Rust is good enough that it doesn’t need to mislead potential users, even a little.

</rant>


#5

You know the author works at Mozilla, right? Perhaps being less pejorative would get your point across equally well.


#6

I don’t see where they’re employed as relevant; the same words written by someone else should not be treated any more or less favourably.

Tone in text is hard: I wrote the above with a worried look on my face, not an angry one. (I assume the same is true for you.)

That wasn’t intended as an attack on the author: I’ve seen this (i.e. "hey, look at the cool stuff we can do with thread::scoped! cough notthatitssafeorstable cough) come up time and time again, and it’s really frustrating. I’ve seen this same thing erode trust in D, and I really don’t want it to happen to Rust. Rust’s appeal is in no small part based on trust in what it’s promising (the compiler has my back). Losing that would be a serious issue. I’m being emphatic about it because I see the way this whole section is presented as very problematic.

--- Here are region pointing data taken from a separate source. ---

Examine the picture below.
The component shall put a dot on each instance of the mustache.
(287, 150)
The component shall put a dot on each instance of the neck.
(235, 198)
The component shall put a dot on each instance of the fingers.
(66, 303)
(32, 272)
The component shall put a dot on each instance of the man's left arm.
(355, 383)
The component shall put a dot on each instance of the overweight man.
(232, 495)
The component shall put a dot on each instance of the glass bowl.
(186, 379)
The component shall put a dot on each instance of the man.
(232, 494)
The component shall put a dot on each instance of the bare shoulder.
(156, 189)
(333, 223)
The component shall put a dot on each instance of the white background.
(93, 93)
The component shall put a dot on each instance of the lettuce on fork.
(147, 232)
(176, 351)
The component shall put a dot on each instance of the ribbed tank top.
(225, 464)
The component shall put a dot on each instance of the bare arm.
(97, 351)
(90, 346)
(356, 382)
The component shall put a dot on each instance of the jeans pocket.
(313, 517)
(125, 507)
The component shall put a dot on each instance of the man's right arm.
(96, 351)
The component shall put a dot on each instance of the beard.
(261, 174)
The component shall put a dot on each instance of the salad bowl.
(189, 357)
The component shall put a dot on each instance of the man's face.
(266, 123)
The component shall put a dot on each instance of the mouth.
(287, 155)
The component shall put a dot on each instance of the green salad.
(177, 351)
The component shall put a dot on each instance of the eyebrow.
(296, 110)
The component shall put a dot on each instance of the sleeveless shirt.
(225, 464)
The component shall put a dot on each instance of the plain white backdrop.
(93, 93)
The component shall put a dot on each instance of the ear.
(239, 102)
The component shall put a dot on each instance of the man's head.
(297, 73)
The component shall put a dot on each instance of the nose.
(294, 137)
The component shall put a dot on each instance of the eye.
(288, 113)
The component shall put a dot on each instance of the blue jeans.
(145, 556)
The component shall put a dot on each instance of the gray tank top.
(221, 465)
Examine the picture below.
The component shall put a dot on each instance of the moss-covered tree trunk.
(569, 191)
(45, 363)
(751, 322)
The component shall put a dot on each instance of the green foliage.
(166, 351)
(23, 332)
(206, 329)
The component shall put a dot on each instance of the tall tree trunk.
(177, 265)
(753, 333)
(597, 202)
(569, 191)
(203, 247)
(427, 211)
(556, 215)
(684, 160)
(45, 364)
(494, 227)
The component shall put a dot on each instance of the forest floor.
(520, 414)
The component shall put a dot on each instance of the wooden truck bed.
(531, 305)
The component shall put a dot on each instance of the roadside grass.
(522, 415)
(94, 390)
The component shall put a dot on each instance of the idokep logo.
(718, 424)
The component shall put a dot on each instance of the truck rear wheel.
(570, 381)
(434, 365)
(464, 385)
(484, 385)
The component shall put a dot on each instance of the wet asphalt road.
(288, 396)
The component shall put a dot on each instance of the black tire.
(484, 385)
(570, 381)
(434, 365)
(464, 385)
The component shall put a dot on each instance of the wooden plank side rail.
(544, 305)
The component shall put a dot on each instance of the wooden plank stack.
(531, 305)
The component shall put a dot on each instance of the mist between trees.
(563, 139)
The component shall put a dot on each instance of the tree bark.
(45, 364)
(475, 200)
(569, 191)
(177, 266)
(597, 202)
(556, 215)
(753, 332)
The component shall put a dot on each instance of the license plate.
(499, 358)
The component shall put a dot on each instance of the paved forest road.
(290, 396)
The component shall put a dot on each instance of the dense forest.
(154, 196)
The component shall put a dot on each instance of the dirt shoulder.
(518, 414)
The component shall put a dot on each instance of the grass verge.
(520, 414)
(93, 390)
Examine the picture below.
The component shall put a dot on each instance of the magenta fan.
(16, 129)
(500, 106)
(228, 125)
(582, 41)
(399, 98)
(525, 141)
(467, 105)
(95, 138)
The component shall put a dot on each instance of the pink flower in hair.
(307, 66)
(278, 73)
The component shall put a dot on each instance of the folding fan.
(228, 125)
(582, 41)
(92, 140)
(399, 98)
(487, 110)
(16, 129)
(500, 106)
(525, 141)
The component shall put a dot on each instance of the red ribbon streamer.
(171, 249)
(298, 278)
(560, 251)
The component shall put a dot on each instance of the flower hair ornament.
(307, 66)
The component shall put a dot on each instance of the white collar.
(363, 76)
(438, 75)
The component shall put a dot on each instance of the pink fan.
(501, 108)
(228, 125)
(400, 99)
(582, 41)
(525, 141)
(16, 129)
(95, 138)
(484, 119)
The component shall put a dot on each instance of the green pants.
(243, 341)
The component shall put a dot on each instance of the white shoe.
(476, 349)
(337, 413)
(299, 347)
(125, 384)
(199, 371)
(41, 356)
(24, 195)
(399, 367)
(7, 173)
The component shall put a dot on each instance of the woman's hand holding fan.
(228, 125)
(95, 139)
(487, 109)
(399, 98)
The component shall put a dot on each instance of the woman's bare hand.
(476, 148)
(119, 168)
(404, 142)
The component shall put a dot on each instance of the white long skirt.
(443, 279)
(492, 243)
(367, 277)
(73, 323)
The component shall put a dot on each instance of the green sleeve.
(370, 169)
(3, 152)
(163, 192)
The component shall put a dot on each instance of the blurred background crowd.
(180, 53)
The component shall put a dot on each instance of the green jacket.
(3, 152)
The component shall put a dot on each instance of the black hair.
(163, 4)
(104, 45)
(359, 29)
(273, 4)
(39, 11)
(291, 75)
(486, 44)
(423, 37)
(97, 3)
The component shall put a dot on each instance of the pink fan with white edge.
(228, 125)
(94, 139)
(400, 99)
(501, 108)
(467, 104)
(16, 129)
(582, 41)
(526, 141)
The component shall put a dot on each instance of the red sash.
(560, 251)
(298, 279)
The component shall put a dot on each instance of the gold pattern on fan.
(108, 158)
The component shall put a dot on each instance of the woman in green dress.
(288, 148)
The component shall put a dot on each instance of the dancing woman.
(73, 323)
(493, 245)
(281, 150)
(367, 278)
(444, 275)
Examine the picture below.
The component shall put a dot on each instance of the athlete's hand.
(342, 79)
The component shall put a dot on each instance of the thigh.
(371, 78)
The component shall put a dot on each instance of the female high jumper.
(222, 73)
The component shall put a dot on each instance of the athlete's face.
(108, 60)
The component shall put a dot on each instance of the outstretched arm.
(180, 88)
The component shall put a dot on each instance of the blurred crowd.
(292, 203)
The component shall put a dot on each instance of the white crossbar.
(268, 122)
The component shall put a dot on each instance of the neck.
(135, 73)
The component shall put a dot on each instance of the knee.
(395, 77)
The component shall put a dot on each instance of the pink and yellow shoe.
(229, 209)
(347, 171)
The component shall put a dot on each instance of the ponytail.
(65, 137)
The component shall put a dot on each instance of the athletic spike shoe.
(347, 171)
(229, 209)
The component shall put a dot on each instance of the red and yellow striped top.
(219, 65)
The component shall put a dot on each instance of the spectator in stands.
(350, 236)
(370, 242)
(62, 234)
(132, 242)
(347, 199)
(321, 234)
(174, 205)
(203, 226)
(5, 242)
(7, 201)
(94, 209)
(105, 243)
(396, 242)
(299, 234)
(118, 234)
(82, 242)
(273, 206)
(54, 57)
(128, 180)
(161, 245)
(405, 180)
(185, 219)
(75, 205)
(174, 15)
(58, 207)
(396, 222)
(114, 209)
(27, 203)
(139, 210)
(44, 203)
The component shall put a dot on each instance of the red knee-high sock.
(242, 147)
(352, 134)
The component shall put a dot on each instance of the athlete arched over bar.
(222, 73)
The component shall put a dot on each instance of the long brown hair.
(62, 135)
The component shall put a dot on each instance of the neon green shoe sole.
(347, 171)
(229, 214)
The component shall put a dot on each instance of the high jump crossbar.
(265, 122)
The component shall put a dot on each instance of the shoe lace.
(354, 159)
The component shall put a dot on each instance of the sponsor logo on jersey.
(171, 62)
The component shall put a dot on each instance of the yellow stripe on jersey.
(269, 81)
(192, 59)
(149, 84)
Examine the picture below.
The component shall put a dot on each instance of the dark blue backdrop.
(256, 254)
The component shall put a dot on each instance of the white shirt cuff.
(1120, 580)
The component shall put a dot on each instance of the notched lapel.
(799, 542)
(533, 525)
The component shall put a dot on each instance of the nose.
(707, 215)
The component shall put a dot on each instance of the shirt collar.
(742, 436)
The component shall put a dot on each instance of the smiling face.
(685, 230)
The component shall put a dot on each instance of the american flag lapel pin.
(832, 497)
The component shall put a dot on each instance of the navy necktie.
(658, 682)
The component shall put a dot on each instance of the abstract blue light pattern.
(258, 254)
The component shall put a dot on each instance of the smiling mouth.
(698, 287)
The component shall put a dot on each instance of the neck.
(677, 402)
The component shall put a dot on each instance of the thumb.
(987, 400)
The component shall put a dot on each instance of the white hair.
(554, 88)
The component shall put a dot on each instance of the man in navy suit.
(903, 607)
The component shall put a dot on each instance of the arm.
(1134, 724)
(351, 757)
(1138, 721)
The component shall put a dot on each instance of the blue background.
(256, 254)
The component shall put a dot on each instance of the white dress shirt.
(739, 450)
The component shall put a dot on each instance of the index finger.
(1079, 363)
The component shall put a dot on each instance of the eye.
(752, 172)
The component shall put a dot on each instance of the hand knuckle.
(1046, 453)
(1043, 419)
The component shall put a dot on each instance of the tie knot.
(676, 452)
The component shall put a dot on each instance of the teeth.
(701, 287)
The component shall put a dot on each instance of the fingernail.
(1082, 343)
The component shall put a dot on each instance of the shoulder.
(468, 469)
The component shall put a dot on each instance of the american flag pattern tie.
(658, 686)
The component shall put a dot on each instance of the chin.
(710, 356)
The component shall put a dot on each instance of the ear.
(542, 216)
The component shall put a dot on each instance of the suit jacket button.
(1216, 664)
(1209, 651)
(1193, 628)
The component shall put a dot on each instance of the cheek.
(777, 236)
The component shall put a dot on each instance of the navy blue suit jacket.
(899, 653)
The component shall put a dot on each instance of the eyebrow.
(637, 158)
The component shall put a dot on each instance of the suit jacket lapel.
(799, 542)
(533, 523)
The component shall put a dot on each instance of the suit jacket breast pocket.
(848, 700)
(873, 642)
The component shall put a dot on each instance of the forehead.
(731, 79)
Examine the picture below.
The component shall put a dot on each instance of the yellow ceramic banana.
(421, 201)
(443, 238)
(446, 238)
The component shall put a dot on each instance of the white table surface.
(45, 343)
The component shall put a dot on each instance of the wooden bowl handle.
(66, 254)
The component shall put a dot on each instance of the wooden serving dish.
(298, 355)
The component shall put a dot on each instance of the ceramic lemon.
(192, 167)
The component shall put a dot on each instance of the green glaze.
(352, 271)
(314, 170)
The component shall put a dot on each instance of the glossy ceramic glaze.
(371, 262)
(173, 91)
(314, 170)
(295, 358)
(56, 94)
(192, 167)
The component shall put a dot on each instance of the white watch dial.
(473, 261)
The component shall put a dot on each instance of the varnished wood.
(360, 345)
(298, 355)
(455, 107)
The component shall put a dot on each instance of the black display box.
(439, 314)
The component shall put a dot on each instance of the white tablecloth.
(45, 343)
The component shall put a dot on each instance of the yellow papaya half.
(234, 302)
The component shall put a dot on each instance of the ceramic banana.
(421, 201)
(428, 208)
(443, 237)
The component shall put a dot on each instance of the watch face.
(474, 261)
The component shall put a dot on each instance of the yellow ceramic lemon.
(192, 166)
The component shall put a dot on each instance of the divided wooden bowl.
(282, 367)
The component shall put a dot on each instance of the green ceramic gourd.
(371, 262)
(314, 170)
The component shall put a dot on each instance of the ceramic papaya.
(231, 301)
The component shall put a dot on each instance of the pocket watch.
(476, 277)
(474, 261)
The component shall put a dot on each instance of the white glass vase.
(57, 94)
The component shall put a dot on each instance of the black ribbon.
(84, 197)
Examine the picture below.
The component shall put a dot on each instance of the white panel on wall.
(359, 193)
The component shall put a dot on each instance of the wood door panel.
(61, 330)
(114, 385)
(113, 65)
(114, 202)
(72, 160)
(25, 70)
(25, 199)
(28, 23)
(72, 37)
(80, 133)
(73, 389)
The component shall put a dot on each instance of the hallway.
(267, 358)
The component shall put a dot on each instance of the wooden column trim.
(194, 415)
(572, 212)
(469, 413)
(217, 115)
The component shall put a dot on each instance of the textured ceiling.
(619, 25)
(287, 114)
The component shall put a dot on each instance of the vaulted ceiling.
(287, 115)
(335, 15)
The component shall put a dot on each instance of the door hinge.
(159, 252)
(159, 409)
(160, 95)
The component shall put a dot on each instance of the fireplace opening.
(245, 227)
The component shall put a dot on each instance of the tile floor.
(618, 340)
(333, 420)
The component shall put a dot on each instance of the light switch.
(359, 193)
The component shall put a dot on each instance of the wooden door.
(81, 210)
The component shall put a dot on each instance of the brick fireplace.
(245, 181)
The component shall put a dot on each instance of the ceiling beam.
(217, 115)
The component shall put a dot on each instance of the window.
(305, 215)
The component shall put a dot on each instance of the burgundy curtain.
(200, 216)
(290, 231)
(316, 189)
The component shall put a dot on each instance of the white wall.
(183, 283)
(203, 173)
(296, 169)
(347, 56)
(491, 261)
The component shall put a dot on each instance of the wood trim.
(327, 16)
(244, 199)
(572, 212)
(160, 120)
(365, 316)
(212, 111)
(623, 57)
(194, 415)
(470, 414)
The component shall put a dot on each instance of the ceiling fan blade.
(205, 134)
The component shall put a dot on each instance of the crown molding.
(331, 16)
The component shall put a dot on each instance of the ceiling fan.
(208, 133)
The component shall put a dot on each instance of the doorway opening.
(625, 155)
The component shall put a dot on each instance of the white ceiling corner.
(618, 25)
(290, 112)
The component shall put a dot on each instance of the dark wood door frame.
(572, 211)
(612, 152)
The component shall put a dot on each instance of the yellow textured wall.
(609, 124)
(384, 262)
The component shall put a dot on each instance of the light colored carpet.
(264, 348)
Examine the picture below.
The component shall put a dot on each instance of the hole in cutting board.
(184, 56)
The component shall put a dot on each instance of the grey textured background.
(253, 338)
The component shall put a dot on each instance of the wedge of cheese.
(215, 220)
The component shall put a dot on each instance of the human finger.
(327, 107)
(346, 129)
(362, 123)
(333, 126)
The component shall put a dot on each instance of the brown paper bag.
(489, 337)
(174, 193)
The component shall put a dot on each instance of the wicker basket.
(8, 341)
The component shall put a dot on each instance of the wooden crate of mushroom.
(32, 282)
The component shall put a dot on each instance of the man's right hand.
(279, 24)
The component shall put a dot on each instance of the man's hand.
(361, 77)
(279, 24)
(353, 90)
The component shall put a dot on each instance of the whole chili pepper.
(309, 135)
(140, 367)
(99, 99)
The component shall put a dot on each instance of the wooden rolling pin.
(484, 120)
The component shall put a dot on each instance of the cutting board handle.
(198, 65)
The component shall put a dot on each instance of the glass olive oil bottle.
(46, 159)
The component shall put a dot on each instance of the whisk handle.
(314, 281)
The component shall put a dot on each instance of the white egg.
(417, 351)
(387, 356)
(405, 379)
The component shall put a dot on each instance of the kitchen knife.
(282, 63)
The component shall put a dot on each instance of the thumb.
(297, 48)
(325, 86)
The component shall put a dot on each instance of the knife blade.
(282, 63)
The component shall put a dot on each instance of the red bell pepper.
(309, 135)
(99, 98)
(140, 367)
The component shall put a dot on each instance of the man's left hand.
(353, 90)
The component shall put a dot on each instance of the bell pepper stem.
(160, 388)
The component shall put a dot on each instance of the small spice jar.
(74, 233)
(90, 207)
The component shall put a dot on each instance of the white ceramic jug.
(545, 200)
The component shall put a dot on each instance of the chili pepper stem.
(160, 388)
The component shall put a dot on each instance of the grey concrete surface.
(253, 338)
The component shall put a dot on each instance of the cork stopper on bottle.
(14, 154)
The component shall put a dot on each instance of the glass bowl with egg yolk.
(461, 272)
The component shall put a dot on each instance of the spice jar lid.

I opened with “Am I the only one …”; because I’m genuinely wondering if I’m alone in being worried about this. If I am, then there’s not much point in bringing it up beyond a single, impassioned plea. If it’s judged as not-a-problem by the community, well, OK; I said my peace.


#7

Hi, I’m the author of the “Why Rust” report.

I felt it was important to include a section that demonstrated what you could do with scoped threads; at the time of writing, using std::thread::scoped was the only way to do it. Since it was clear that there were ways around the unsoundness which would be implemented soon and which didn’t change the essential character of the usage, I felt it was worth using the outgoing API, as long as it was made clear that the details were in flux.